Pagi itu, atau bahkan hampir seharian, penulis hampir dibuat tergelak tanpa henti saat menelusuri postingan yang menyematkan #HariPatahHatiNasional di dalamnya. Hari itu timeline Twitter kembali berwarna setelah sempat ‘gelap’ di beberapa waktu sebelumnya. Beberapa postingan tersebut seperti:

@GubernurKW Senin banyak kerjaan, Tanggal Tua, Lebaran sebentar lagi, Masih Jomblo, Raisa Tunangan. Lengkap! #HariPatahHatiNasional

@riantyyzz_88 Anggap saja pertunangan yg terjadi antara Raisa dan Hamish adalah latihan kesabaran menuju bulan suci Ramadhan. #HariPatahHatiNasional

@RuridaJihandari Semoga ga ada aksi 1000lilin dan demo 4 hari berturut-turut yah hanya karena raisa dilamar wahahahaa... #HariPatahHatiNasional

@buyung_f  Belajar dari Vinales, sebelum menyentuh garis finis msh bs menikung. Ini peringatan untuk Hamish supaya berhati-hati. #HariPatahHatiNasional

@APK2407 #HariPatahHatiNasional perjuangan telah usai, titipkan sj kepingan2 khayalan kita pada hamish. Kalau dia gagal bahagiakan raisa, kita kudeta.

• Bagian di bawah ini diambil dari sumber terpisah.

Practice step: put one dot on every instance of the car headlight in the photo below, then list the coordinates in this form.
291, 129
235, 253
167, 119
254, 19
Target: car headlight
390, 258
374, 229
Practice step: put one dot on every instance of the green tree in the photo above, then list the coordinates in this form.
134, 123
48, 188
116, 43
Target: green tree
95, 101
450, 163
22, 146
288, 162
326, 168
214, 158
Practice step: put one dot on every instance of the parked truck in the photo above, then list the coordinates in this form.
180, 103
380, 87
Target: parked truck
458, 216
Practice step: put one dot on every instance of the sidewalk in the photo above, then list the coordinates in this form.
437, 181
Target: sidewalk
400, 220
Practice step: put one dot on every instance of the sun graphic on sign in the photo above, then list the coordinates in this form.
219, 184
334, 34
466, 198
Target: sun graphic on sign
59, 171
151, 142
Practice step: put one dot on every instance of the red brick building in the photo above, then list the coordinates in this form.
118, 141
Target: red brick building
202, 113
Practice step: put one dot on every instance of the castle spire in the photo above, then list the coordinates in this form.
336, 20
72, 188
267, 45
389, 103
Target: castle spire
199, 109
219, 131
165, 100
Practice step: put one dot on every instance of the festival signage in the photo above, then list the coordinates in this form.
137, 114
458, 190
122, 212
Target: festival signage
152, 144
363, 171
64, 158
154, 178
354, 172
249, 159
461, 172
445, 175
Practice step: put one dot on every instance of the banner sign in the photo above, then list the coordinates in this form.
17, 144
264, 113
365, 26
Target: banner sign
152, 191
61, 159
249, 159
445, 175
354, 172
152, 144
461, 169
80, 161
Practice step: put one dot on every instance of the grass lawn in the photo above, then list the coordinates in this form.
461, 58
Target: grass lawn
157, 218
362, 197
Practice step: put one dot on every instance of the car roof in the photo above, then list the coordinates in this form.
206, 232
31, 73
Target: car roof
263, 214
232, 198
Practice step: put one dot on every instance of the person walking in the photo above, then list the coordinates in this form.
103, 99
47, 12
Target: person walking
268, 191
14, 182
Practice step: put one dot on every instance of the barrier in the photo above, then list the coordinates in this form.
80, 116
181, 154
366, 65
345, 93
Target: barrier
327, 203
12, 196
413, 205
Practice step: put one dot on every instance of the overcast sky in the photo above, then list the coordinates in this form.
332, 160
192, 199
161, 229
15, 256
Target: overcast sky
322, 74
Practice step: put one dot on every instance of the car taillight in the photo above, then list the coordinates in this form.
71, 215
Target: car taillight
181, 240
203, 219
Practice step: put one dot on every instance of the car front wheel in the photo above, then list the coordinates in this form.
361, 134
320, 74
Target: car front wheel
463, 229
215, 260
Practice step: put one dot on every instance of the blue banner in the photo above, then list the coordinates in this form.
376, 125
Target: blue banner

Postingan yang menarik dan mengundang tawa. Bahkan saat di jam istirahat penulis kembali menelusuri hashtag #HariPatahHatiNasional demi mendapatkan hiburan dan merelaksasi otak yang jenuh karena bekerja. Untuk kali ini rasanya fungsi media sosial Twitter kembali ke tujuan dibuatnya: tempat hiburan sekaligus berinteraksi. Selain juga tempat berbagi informasi, tentu saja.

Tapi sebetulnya media sosial seperti Twitter sempat kehilangan sisi asyiknya di negeri ini. Tak hanya Twitter, media sosial lain seperti Facebook dan Instagram pun benar-benar mengganggu dan terlihat keruh untuk beberapa waktu. Bahkan mungkin sampai saat ini hal itu masih terjadi. Media sosial menjelma arena debat terbuka, tempat saling menghujat dan saling menjatuhkan.

Media sosial di negeri ini sudah mulai kehilangan ‘kewarasannya’ dan keseruannya semenjak Pemilu Presiden 2014 akan bergulir. Itu adalah saat-saat akun-akun anonim penyebar fitnah, provokator dan hoax mulai terlahir dengan kedok akun informatif yang belum disadari para Warganet.

Dan parahnya, saat itu hampir sebagian besar pengguna media sosial belum menjadi sosok yang cerdas. Sehingga dengan mudahnya mereka menerima dan menyerap berita palsu hingga menyebarkannya begitu saja tanpa mencari tahu kebenarannya lebih dulu. Alhasil banyak keriuhan yang terjadi. Debat kusir yang pangkalnya tak jelas dan tanpa penyelesaian kerap terjadi. Caci dan maki pun sudah jadi hal yang lumrah. Pengguna media sosial menjelma beringas bagai kaum Barbar. Sesama teman pun bisa saling memaki di media sosial demi mempertahankan argumen yang dianggap paling benar.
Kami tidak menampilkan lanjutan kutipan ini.